What a journey my little disposable camera has been on. The intent was to document the gals I ride with in Jackson, Wyoming, USA. We lovingly call ourselves a bunch of “Bad Barbaras.” Who’s Barbara? One day while enjoying a PBR [beer] we realized that there was no female equivalent to the term “Jerry,” and we needed something to describe our stupid antics on the trail. Dwelling on narratives to pitch for Disposable Heroes I kept coming back to my gals, so, I sent it in on a whim.
I started the project in Jackson, but quickly ran into an issue: I got a last minute invite to photograph and attend Crankworx. Going to Crankworx wasn’t the problem, but the fact I was going to be absent from my home for two weeks made things difficult. Plus, it seemed silly not to shoot up in Whistler, Canada. I knew I’d connect with a lot of cool gals, and that seemed worth sharing. Plus, when I applied I said something like: “show a rad group of ladies on the trail” so I felt this technically fit the parameters. Better to ask for forgiveness than permission right?
In all seriousness, a lot of women are too intimidated to ride because they don’t see themselves reflected in what they perceived to be a “mountain biker.” How do we fix this? Female representation shouldn’t always have to be a big hooplah. Instead, it would be cool for lady shred to be a normal thing.

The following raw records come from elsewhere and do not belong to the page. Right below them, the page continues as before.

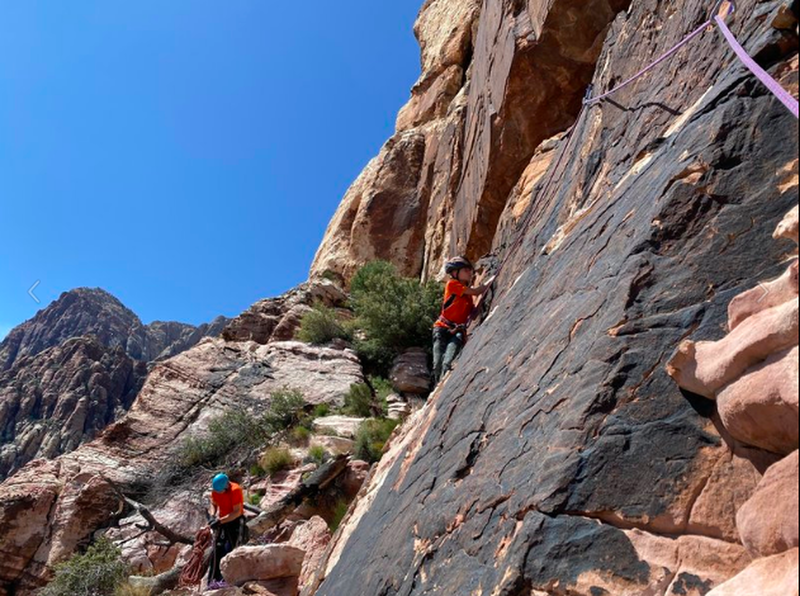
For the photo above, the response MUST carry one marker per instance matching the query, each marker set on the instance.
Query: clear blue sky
(186, 155)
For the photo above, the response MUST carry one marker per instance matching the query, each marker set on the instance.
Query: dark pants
(446, 347)
(227, 537)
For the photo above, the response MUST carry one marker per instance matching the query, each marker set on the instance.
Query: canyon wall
(559, 457)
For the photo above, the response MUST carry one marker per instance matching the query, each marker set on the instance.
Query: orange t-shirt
(227, 500)
(457, 306)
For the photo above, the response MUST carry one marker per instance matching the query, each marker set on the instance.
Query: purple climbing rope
(774, 86)
(669, 54)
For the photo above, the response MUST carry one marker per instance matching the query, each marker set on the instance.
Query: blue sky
(186, 155)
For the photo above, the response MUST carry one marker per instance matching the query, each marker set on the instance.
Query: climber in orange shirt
(227, 502)
(450, 329)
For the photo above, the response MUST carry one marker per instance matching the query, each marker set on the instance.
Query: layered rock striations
(84, 312)
(559, 457)
(76, 367)
(49, 508)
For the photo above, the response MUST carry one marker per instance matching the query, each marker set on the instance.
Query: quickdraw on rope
(722, 10)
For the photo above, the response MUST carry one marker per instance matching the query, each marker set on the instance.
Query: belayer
(450, 329)
(227, 501)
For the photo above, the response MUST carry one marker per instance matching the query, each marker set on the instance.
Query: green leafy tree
(392, 312)
(97, 572)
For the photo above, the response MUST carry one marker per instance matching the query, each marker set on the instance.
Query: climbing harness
(194, 570)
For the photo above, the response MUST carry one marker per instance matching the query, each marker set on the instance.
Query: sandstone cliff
(559, 458)
(74, 368)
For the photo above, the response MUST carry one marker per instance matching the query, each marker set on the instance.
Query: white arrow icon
(32, 295)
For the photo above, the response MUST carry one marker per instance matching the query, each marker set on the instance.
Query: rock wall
(76, 367)
(52, 402)
(496, 81)
(559, 458)
(752, 374)
(93, 312)
(49, 508)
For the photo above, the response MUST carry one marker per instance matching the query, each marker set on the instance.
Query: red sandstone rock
(257, 563)
(312, 537)
(705, 367)
(772, 576)
(761, 407)
(766, 295)
(768, 522)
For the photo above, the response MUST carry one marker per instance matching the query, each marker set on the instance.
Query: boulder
(768, 522)
(258, 563)
(706, 367)
(766, 295)
(410, 372)
(771, 576)
(354, 477)
(342, 426)
(312, 537)
(761, 407)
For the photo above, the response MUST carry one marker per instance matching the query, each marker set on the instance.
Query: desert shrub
(321, 326)
(285, 410)
(317, 454)
(371, 438)
(339, 511)
(358, 401)
(238, 428)
(97, 572)
(301, 435)
(392, 312)
(276, 459)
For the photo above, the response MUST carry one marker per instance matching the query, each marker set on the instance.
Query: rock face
(277, 319)
(498, 79)
(84, 312)
(560, 438)
(52, 402)
(752, 373)
(257, 563)
(180, 396)
(76, 367)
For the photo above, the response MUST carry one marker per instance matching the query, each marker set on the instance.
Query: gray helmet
(455, 265)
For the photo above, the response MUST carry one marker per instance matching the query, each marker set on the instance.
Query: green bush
(97, 572)
(285, 410)
(393, 312)
(321, 326)
(358, 401)
(371, 438)
(276, 459)
(317, 454)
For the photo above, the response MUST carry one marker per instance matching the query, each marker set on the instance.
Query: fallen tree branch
(154, 524)
(315, 484)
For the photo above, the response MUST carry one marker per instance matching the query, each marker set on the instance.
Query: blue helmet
(220, 483)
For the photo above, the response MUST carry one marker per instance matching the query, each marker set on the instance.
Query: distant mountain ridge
(76, 367)
(94, 312)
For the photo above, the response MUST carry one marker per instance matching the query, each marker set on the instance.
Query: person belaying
(450, 329)
(227, 501)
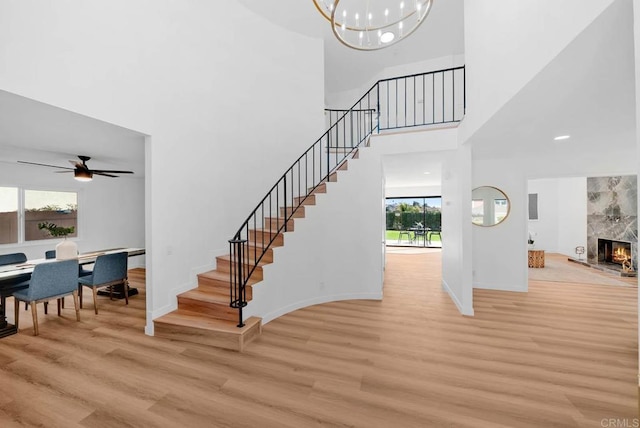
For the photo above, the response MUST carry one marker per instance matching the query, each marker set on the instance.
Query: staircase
(212, 313)
(204, 315)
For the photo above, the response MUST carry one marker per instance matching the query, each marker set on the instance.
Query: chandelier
(369, 25)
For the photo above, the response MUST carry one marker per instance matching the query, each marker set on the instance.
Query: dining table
(11, 272)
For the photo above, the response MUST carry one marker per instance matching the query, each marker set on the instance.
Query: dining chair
(49, 281)
(8, 286)
(51, 254)
(109, 270)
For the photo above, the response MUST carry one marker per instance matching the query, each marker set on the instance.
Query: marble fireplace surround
(612, 205)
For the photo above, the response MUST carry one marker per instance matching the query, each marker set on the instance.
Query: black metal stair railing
(402, 102)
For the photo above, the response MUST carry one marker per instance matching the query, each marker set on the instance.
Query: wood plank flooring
(562, 355)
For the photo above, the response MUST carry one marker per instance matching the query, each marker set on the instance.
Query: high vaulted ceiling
(36, 132)
(440, 35)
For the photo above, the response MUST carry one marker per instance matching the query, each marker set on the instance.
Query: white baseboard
(316, 301)
(456, 301)
(500, 287)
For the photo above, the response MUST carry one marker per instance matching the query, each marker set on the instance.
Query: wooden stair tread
(206, 294)
(224, 276)
(250, 259)
(202, 321)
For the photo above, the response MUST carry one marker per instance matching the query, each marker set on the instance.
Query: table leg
(6, 329)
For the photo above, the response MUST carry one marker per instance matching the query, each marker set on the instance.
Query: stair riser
(299, 213)
(310, 200)
(216, 339)
(322, 188)
(222, 290)
(273, 224)
(225, 266)
(213, 309)
(256, 237)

That’s what I honestly love about Crankworx, there are so many incredible female mountain bikers shredding, competing, or working with bike brands that it almost feels normal. By saying this, I don’t want to undermine the issue, because it’s still there and we have a long way to go. However, when I look through these shots, I get excited. Photographed are the Juliana Free Agents, Kaylee Gibb (the shot that didn’t develop) and her six-year-old daughter Alora, the 17 gals who competed at the first ever Jump Jam, and lastly, Delilah and Claire—who I met at Crankworx and accidentally ran into in Wyoming. We then rode Teton pass the next morning, which was so RAD.
Seven shots left, I set out to race and shoot the Grand Targhee enduro, but had a minor snafu you could say. In Stage 2 I sent it over the handlebars and snapped my collarbone like a twig. Hours later staring at an ER ceiling I remembered about the camera and got really bummed. But, then I realized, my injury was actually part of the story. Getting hurt is an innate part of this sport. It sucks, but what has blown me away is how some of my friends genuinely went out their way to help. Ironically, the people who stepped up the most were the gals I had initially planned to shoot with. So in a convoluted way, things came full circle. I Love you Barbaras.